Human-Wildlife Conflict or Human-Wildlife Interactions???


Within the broader framework of ecodevelopment, the importance of the forest lies unparalleled.

The forest lies central within the whole ambit. The forest in its part will lay bare if we do not include the flora and fauna within it. However, if we sweep our eyes across the globe, we find no place where the forest exists in the pristine wonderland that many of imagine it to be. Virgin forests are just a figment of our imagination which takes us back to the Triassic age, when dinosaurs roamed the world and that diminutive mammal, we call man was still hidden somewhere in the cycle of evolution.

Man today and has in the past been an integral part of the ecosystem complex. Prehistoric man is regarded to be as much a part of the forest as his close neighbours, the orangutan.

Surviving and struggling as we have in this brave, new world, relisation dawned after a century and a half of scientific forestry that, yes, man indeed occupies a place in the set up of things god must have foreseen in his grand scheme.

Coming back to the forest, out here realization dawned soon enough that man and his environment are not two distinct bodies but part of the same whole. It has been felt and rightly so- that forest without man is like the tiger without his claws.

Man and animal had a symbiotic relation in the bygone era, so much so that difference between one and the other was not felt much. But with the dawn of modernism came walls- between me and you, rich and poor, the poor and tribal, tribal and the forest, with the forest- the parts which make up the forest. What was left was a deep fissure, or a high wall no one could cross.

The forest face so many divisions with the state being one of the major perpetrators of the process. Scientific forestry divided people and the forest, made them two different entities and as a result the consequences go on till today.

Maybe, it is time to go for a for a study on wildlife-people interaction and not wildlife-human conflicts.
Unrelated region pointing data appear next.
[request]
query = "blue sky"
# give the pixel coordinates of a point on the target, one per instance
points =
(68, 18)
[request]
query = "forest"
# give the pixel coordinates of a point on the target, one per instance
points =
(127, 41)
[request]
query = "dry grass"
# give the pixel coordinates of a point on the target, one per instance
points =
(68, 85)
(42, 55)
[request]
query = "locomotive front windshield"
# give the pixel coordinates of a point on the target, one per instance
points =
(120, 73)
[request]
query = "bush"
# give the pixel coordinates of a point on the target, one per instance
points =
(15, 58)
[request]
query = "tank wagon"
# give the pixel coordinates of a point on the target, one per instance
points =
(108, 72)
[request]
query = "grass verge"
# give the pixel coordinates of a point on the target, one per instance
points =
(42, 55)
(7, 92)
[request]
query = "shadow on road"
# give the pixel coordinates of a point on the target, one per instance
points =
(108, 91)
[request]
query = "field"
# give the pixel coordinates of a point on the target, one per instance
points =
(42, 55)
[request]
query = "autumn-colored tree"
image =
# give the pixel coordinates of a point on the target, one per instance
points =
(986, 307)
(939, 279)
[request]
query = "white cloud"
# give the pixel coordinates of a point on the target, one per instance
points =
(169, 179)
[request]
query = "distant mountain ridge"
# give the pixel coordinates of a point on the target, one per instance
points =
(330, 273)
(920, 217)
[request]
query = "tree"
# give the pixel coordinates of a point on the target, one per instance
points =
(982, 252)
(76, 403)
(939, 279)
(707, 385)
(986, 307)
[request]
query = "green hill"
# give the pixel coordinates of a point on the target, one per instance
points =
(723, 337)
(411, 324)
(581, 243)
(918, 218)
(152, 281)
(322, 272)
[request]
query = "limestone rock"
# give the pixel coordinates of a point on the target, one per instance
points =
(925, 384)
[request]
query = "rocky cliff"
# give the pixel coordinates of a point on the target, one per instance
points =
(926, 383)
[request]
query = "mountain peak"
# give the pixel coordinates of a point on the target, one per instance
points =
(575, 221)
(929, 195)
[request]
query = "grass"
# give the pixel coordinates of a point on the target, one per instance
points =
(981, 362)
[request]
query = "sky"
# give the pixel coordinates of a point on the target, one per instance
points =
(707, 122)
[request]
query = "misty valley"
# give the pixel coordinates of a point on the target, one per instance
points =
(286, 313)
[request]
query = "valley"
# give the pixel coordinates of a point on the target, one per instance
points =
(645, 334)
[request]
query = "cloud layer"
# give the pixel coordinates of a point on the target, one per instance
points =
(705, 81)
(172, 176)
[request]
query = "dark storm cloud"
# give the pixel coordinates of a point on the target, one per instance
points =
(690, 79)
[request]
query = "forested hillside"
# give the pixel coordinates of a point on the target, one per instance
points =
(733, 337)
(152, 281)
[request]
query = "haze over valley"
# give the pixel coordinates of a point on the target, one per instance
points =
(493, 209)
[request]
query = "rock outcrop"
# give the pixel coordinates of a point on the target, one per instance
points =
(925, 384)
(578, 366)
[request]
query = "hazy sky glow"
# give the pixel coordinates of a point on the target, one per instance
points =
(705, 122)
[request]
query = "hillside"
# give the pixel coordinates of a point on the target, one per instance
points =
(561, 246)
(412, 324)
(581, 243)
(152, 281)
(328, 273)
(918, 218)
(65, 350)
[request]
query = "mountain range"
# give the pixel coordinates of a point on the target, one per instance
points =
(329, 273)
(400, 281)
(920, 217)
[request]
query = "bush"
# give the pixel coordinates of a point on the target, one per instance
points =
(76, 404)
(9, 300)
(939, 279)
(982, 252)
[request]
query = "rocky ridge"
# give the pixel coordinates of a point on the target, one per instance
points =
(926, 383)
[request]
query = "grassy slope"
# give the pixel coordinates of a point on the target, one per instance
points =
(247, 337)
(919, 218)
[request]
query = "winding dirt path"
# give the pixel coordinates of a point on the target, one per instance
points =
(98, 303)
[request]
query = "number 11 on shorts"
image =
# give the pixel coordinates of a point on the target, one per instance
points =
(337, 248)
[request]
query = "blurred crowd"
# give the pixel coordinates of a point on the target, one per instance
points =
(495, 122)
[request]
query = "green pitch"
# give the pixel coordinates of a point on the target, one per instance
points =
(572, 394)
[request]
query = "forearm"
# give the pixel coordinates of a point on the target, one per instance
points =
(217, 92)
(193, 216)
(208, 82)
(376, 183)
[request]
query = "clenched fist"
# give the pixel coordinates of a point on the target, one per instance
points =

And perhaps, we can use the following hypothesis-
1. The steady decline of wildlife causes enormous stress to poor people who depend upon the adjoining wildlife for a variety of purposes.
2. Poor people in remote areas have limited livelihood options.
3. There is a significant dependence of poor people upon wildlife for nutritional aspects and tourism resources.
4. There is small mammal dependence and dependence upon on NTFP species.
5. There should be a baseline inventory on the small mammals and their role in the forest ecosystem.
6. We should study foraging patterns of small mammals such as Mouse deer and its interdependence with Kadukai.

These few ideas will help us to look at the range of forage, gender issues and suggest a few management strategies that practitioners of wildlife studies can undertake.

These are just ideas that we should not look at human-wildlife conflict as stand-alone issues but as a mix of the complex nature of things that are as they often don't seem to be.